San Antonio Gaelic Athletic Club
- Founded:: 2011
- County:: San Antonio

= San Antonio Gaelic Athletic Club =

Gaelic football club in San Antonio

San Antonio Gaelic Athletic Club (Cumann Lúthchleas Gael Naomh Antaine) known as The San Patricios is a Gaelic Athletic Association club in San Antonio, Texas and a member of the North American GAA since 2012. Currently the club has a men's Gaelic Football team, and a ladies' football team. Their club badge features the Alamo, as well as the San Antonio Riverwalk. The SAGAC is registered with the State of Texas as a Domestic Nonprofit Corporation.

==History==
San Antonio Gaelic Athletic Club (Cumann Lúthchleas Gael Naomh Antaine), or the San Patricios was formed in San Antonio, Texas in 2011.

==Uniform==
The team kit is taken directly from the sky blue found on two of the earliest Texas flags of independence: “Texas and Liberty” was inscribed on one side and a Latin inscription “Ubi, libertas habitat, ibi nostra patria est” (“Where liberty dwells, there is my country”) was also inscribed on the other.

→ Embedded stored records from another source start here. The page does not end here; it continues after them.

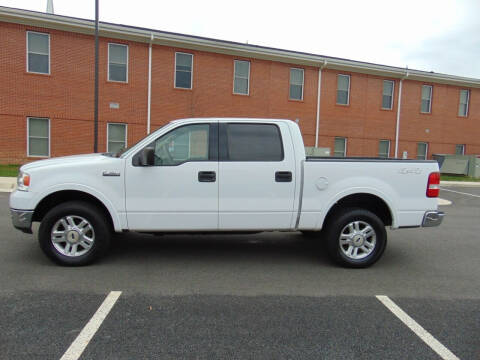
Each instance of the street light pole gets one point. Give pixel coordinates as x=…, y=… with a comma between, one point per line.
x=95, y=111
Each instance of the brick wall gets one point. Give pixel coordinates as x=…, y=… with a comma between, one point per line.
x=66, y=97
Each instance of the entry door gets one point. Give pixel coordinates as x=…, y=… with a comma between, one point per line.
x=257, y=177
x=180, y=192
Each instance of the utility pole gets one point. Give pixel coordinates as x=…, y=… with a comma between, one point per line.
x=95, y=111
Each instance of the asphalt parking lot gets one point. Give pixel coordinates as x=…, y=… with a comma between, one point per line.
x=266, y=296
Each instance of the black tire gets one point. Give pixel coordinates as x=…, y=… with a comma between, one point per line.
x=376, y=241
x=99, y=224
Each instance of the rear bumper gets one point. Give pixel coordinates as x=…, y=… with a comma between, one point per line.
x=433, y=218
x=22, y=220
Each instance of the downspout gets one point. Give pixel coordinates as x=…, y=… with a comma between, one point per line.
x=149, y=100
x=397, y=131
x=318, y=100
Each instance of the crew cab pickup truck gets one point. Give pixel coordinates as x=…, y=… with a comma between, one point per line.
x=223, y=175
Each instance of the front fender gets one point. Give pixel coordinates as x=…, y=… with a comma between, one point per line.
x=118, y=224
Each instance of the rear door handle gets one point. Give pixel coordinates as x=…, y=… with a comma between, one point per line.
x=207, y=176
x=283, y=176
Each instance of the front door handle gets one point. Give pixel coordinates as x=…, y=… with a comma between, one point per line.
x=283, y=176
x=207, y=176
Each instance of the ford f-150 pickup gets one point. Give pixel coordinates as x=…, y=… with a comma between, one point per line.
x=223, y=175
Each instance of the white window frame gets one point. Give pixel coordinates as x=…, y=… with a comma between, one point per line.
x=348, y=93
x=108, y=64
x=126, y=133
x=36, y=72
x=175, y=72
x=248, y=78
x=426, y=149
x=393, y=94
x=468, y=102
x=463, y=148
x=290, y=83
x=345, y=147
x=39, y=137
x=430, y=100
x=388, y=149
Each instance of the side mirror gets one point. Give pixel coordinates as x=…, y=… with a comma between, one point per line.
x=147, y=157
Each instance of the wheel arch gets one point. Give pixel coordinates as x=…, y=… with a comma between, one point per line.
x=61, y=196
x=364, y=200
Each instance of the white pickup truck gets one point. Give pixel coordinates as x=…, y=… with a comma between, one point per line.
x=223, y=175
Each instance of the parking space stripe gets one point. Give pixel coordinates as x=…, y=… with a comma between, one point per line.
x=417, y=329
x=459, y=192
x=80, y=343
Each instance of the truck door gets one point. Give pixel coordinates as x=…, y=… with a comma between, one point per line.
x=256, y=176
x=180, y=191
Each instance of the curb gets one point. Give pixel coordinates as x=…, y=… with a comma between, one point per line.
x=8, y=184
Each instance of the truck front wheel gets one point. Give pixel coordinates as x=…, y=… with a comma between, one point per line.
x=356, y=238
x=74, y=233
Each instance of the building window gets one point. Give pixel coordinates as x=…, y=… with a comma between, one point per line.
x=38, y=137
x=426, y=99
x=296, y=84
x=183, y=70
x=118, y=62
x=422, y=151
x=384, y=148
x=340, y=148
x=343, y=89
x=464, y=99
x=116, y=137
x=387, y=97
x=38, y=52
x=460, y=149
x=241, y=78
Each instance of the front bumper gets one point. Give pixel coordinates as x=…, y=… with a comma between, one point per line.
x=432, y=218
x=22, y=220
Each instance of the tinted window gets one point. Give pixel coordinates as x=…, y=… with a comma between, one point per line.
x=186, y=143
x=254, y=142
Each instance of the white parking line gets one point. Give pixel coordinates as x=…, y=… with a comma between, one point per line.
x=459, y=192
x=417, y=329
x=80, y=343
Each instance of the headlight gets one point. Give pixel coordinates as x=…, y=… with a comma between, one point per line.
x=23, y=181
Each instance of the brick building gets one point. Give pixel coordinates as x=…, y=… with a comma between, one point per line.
x=149, y=77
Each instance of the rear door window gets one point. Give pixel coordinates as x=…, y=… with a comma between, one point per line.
x=253, y=142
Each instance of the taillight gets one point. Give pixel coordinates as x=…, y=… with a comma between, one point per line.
x=433, y=186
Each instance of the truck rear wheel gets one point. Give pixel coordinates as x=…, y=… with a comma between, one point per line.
x=356, y=238
x=74, y=233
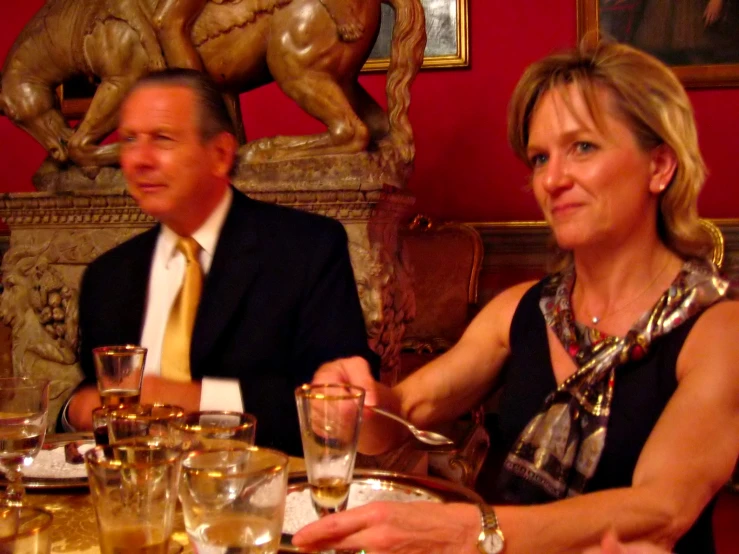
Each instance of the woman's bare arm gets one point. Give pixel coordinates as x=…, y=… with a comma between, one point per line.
x=459, y=379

The green found on the jersey represents the country that created Gaelic football, Ireland.

==Sponsors==
The Executive Clud sponsor of the SAGAC is the Lion and Rose Restaurant and Pub. GLI the distributor of Guinness and Harp Lager have become major sponsors as of fall 2012

The Irish Cultural Society of San Antonio, Ancient Order of Hibernians Columkille Division 1, and The Harp & Shamrock Society of Texas, all San Antonio Irish organizations have all been long time supporters and partners of the SAGAC. This year (2014), that will be commemorated as their crests will be added the 2014 SAGAC San Patricio Jerseys.

==Pub League==
In September 2011 the Lion and Rose Restaurant and Pub officially announced its decision to become the Sponsor of the SAGAC Pub League. The SAGAC had made plans to follow in the footsteps of the Dallas GAA Team, "Fionn McCumhaill's Gaa Dallas" by creating a Pub League to help promote the Gaelic Football and increase the amount of competitive play time for each member. The SAGAC announced that the two teams of the inaugural Pub League would be named "The San Patricios" (named after the St. Patrick's Battalion of the Mexican American War) and the "Irish Citizen Army" named after James Connolly's Socialist Revolutionaries.

==Active Roster==
As of February 2014, the SAGAC has 58 men & women on their active roster (those who have played in either a National Tournament, Texas League or Pub League game). The Club is managed by Adrian Brett.